Un gel de la construction dans les colonies de Cisjordanie pourrait jouer un rôle central dans la confiscation des armes des milices, en générant un soutien de l’opinion. Un sondage réalisé en juin 2005 montre clairement que ceux des Palestiniens qui pensent que les colonies de Cisjordanie se développeront après le désengagement tendent à être hostiles à la confiscation des armes. En revanche, ceux qui pensent que les colonies ne se développeront pas soutiennent pleinement cette confiscation par l’AP.
Afin de s’assurer que cette confiscation se déroule sans violences, l’AP doit faire en sorte de minimiser les mauvais calculs de la part de ses adversaires de l’intérieur : en clair, les menaces de l’AP doivent être perçues comme crédibles. Le refus obstiné d’Israël d’autoriser le réarmement des forces de l’AP, comme le recommandent l’Egypte et le général William Ward, émissaire des Etats-Unis, amoindrit la motivation des forces de sécurité tout en renforçant les milices.
Les récents développements au sein du monde politique israélien semblent mal augurer de la possibilité qu’Israël réponde positivement aux besoins des Palestiniens, même si une pareille réponse peut se révéler extrêmement utile à Israël. Alors que Benjamin Netanyahou, le rival de Sharon, commence sa campagne électorale en jouant sur les ressorts cauchemardesques de la peur, Sharon pourrait se montrer encore plus dur dans sa définition des besoins sécuritaires d’Israël dans le contexte du désengagement.
Il se pourrait que la coordination israélo-palestinienne sur les affaires économiques, civiles et de sécurité devienne intenable et que les impératifs électoraux de Sharon le forcent à se tourner vers la droite et à défendre davantage de construction de colonies en Cisjordanie et à Jérusalem Est, tentant ainsi de justifier son pari sur le désengagement.

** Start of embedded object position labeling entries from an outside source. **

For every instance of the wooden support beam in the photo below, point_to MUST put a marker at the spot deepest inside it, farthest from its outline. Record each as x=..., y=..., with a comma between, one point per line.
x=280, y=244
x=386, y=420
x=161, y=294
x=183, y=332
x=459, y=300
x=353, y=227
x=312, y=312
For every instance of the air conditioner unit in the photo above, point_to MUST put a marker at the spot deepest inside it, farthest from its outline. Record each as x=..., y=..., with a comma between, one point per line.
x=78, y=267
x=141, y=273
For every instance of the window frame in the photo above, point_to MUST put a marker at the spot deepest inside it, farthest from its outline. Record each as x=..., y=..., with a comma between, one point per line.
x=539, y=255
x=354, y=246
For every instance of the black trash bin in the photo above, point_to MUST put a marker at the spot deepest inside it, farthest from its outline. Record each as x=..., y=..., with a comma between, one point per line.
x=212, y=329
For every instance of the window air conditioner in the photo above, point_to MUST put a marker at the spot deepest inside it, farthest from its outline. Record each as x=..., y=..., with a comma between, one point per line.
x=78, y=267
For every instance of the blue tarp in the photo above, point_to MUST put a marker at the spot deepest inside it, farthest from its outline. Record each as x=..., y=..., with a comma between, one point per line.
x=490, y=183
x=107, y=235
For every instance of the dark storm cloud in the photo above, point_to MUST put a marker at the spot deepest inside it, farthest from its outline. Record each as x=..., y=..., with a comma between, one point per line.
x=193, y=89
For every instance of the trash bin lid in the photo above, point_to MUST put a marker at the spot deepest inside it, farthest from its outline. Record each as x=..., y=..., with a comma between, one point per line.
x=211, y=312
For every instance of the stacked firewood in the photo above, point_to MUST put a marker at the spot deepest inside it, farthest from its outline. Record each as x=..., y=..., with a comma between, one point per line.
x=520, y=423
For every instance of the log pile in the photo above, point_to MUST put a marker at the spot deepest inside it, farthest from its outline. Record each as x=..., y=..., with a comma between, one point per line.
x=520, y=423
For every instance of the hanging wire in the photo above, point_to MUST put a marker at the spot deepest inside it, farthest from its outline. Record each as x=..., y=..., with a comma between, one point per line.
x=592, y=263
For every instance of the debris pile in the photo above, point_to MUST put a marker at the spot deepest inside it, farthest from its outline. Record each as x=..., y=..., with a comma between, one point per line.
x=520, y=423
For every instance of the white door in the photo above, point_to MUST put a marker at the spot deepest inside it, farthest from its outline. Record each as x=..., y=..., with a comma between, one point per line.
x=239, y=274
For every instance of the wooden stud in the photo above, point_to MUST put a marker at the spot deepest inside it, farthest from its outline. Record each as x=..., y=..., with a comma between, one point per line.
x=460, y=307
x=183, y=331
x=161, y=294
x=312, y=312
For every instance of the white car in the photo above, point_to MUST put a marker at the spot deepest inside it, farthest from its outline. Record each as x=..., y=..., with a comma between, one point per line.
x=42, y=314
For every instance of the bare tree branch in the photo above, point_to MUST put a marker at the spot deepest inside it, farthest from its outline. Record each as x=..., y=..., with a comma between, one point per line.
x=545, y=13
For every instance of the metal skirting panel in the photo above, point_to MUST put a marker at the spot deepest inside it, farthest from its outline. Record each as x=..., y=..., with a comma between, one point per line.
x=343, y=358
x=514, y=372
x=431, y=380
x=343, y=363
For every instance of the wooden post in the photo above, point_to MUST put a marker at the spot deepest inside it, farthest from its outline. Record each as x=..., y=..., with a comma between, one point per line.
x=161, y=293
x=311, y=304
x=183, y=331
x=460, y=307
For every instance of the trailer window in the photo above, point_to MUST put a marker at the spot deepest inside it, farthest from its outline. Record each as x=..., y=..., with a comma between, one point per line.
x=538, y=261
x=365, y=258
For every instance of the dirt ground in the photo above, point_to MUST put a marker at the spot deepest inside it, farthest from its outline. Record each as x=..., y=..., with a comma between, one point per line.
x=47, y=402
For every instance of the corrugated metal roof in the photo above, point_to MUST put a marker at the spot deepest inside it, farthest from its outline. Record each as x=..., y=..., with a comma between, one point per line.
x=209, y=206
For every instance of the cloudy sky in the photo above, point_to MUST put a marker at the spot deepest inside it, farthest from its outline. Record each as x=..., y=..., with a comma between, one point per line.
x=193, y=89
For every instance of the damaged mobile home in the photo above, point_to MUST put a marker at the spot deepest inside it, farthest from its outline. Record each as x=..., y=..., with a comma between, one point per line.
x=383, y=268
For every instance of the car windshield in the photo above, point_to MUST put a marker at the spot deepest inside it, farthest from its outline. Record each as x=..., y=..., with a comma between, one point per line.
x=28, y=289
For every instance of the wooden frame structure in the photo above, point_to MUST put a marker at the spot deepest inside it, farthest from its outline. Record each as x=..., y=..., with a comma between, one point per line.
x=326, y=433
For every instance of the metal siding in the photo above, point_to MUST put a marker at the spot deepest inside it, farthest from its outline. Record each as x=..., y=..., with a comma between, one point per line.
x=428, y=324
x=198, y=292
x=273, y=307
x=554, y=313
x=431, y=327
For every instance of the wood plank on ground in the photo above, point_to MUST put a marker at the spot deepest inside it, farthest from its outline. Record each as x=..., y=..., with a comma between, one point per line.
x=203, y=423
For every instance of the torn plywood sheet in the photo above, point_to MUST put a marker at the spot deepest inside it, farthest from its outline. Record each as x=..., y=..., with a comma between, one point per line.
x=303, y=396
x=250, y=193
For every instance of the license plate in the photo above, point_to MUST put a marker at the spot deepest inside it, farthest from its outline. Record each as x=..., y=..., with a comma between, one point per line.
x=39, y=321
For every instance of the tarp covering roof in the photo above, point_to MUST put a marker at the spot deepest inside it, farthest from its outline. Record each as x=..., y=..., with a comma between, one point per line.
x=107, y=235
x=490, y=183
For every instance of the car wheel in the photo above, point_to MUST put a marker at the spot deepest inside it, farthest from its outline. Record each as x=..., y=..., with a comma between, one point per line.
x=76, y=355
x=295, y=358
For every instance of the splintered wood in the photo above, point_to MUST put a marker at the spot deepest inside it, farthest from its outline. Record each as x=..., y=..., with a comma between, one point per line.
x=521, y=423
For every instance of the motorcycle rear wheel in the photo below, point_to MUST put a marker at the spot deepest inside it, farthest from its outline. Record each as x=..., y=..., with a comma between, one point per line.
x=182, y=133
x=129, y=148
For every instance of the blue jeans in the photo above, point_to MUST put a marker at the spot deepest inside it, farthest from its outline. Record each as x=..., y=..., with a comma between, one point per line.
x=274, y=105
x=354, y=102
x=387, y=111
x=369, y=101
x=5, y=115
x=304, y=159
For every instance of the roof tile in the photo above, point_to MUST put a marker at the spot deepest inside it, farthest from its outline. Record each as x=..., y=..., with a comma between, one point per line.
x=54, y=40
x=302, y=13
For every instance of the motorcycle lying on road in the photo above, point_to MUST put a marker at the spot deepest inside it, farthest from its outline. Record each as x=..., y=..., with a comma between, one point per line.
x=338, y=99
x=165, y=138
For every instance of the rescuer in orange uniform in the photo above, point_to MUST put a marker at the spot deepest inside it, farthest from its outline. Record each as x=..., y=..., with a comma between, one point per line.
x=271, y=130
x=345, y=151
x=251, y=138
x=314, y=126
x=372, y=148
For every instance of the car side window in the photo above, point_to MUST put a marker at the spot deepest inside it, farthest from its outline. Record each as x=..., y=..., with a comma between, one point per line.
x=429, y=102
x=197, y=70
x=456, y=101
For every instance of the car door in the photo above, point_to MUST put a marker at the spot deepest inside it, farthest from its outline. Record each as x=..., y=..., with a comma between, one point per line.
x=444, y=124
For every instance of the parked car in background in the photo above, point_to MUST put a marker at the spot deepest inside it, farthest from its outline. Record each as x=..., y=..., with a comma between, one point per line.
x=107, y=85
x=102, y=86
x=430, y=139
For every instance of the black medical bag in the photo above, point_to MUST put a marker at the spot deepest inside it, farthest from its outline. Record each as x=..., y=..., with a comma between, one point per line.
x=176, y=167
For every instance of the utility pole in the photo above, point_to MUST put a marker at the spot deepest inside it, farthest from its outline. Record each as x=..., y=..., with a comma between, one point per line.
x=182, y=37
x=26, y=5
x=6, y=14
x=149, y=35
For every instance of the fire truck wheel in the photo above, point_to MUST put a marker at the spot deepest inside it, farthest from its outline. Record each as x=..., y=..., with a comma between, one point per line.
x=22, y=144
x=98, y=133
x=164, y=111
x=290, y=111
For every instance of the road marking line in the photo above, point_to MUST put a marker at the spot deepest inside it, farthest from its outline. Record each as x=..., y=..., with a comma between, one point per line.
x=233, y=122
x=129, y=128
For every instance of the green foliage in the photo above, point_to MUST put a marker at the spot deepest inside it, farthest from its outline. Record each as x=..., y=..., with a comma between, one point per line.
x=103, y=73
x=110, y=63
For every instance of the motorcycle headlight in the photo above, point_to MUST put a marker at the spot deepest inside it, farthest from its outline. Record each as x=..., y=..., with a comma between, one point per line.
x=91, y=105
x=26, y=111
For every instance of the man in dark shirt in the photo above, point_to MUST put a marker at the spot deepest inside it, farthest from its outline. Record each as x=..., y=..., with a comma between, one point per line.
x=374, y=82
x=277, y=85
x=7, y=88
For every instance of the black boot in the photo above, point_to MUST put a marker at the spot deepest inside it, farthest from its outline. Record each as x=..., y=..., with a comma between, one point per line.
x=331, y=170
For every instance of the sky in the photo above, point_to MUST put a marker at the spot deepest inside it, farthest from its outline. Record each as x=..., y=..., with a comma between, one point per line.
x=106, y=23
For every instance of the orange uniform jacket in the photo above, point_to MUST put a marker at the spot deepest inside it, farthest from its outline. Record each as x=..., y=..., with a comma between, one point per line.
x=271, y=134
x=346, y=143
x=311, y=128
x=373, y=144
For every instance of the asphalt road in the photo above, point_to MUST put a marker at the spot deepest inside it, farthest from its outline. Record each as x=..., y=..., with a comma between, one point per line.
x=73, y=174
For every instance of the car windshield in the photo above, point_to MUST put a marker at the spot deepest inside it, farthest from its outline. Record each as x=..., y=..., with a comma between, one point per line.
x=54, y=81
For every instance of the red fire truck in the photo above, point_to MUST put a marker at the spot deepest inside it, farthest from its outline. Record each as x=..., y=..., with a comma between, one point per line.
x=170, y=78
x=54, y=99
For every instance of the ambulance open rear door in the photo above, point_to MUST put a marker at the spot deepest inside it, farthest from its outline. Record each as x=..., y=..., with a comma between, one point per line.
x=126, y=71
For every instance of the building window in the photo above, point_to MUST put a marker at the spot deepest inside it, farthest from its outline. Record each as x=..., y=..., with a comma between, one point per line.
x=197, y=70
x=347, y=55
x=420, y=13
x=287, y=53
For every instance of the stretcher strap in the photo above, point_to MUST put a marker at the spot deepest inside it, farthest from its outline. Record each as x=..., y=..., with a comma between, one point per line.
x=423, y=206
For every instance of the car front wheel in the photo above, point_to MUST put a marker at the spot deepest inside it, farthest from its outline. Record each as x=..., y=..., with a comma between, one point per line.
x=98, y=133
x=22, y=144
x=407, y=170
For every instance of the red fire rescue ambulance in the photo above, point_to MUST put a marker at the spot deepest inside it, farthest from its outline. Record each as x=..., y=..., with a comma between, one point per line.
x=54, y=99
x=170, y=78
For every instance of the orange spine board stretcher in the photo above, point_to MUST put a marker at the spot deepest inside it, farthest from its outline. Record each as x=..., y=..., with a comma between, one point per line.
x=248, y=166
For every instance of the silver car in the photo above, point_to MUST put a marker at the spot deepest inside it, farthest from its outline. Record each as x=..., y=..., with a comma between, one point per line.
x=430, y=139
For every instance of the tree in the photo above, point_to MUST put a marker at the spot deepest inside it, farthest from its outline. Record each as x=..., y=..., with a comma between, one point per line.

Ce serait dommage, car une coordination réussie pourrait, non seulement faciliter le démantèlement des infrastructures de la violence, mais encore, et c’est au moins aussi important, faciliter le retour à de véritables négociations. De plus, pour Mahmoud Abbas et pour Ariel Sharon, une coordination réussie garantirait davantage de force pour se défaire de leurs ennemis de l’intérieur, en apportant prospérité économique et plus de sécurité.